CPower’s Bruce Campbell said he would have to review how distributed energy resources are handled in his company’s proposal.

PJM’s proposal also increased its proposed threshold for exempting units, from 10 MW to 20 MW, because the potential benefit from such small units might not outweigh the upgrade costs.

Brock Ondayko with American Electric Power disagreed with Haas on whether units could seek recovery. AEP’s proposal would allow units to petition FERC for recovery if they feel they need it and can justify the request. Ondayko said he would consider PJM’s one-time recovery proposal, but he also mentioned concerns about the cost to customers because provision of PFR isn’t a NERC requirement.

PJM FERC frequency response primary frequency response
Boyle | © RTO Insider

PJM’s Glen Boyle said PFR is a requirement for balancing authorities and therefore an “implicit” requirement for resources.

FirstEnergy’s Jim Benchek agreed with other members that PJM’s proposal seemed to be giving some BAs “a free pass.”

“Is this a solution looking for a problem?” he asked.

AEP’s proposal diverged from PJM’s on how performance would be evaluated. Both agreed that the calculation should be a quarterly pass/fail test on whether units provided at least half of the PFR they were expected to provide. AEP suggested a higher deviation and longer duration of frequency outside the deadband settings before performance could be evaluated.

“There should be something there that makes it possible to identify the unit response from the noise,” AEP’s Jim Fletcher said.

Croop | © RTO Insider

PJM’s Danielle Croop said staff would consider rolling that into their proposal.

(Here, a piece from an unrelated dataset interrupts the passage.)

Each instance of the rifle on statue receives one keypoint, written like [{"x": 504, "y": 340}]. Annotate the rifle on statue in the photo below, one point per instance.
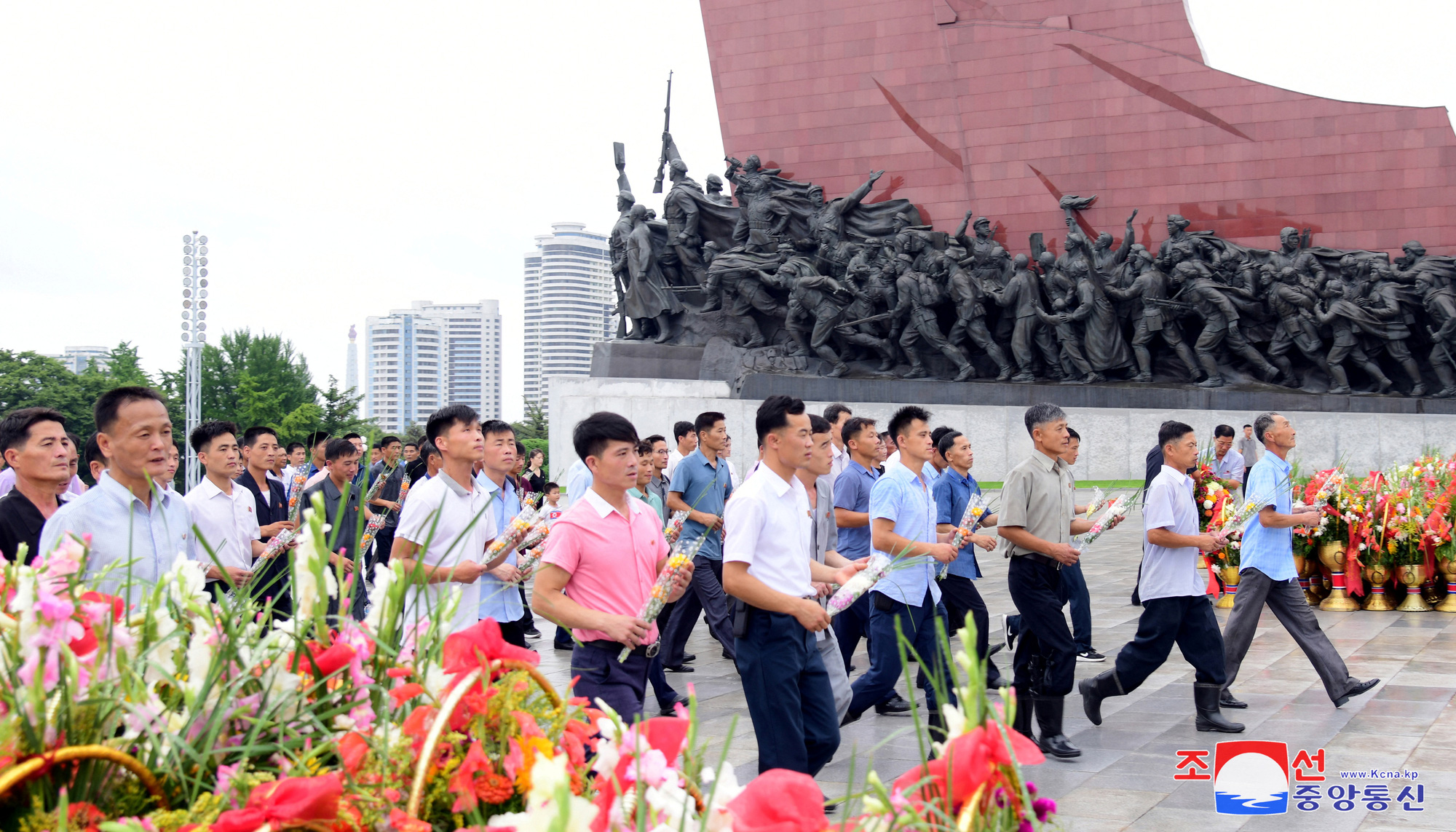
[{"x": 668, "y": 124}]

“If we’re going to put that minimum of five or six events in there … we want to make sure that we’re still able to perform these evaluations on a quarterly basis and that it’s not that we’re sitting around waiting for events to happen,” she said.

Staff noted that in the 2017 operating year, there would have been 14 events that fit AEP’s standards, which wouldn’t allow for the six events per quarter that PJM planned to use for evaluation. AEP proposed evaluating five events each quarter because they would be “more meaningful,” Ondayko said.

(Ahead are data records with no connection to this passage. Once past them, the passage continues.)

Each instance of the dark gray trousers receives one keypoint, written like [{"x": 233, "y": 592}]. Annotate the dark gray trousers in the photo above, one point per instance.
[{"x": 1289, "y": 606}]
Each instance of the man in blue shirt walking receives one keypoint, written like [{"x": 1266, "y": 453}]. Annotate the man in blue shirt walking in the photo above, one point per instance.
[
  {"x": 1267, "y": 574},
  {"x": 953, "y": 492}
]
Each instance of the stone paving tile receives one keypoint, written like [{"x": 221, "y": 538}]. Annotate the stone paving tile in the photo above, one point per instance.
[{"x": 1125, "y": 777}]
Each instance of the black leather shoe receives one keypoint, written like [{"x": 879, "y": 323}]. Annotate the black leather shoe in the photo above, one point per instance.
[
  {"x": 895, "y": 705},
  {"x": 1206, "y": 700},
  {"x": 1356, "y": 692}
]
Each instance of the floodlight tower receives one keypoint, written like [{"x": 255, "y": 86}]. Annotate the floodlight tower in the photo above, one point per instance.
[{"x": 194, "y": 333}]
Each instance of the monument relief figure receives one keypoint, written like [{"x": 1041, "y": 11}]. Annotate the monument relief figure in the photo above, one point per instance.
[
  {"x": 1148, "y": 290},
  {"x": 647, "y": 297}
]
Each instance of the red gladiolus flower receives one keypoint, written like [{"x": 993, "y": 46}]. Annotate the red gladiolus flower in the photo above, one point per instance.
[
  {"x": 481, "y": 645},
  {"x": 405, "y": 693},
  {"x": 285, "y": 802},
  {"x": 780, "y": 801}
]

AEP also suggested researching the importance of synchronous inertial response and preserving “what we have today because once it’s gone, it’s gone for good,” Fletcher said.

“If you look at interconnections that are losing their synchronous inertial response, like Texas, you’ll find that they have to resort to paying load resources to compensate for the fact that there isn’t enough primary frequency response anymore to cover that deficit, so the operation of the grid becomes more erratic … and the need for primary frequency response goes up, but there’s limited capability,” Ondayko said. “We recommend that this type of concept be considered in the future, at least recognizing the issue of how it impacts restoration.”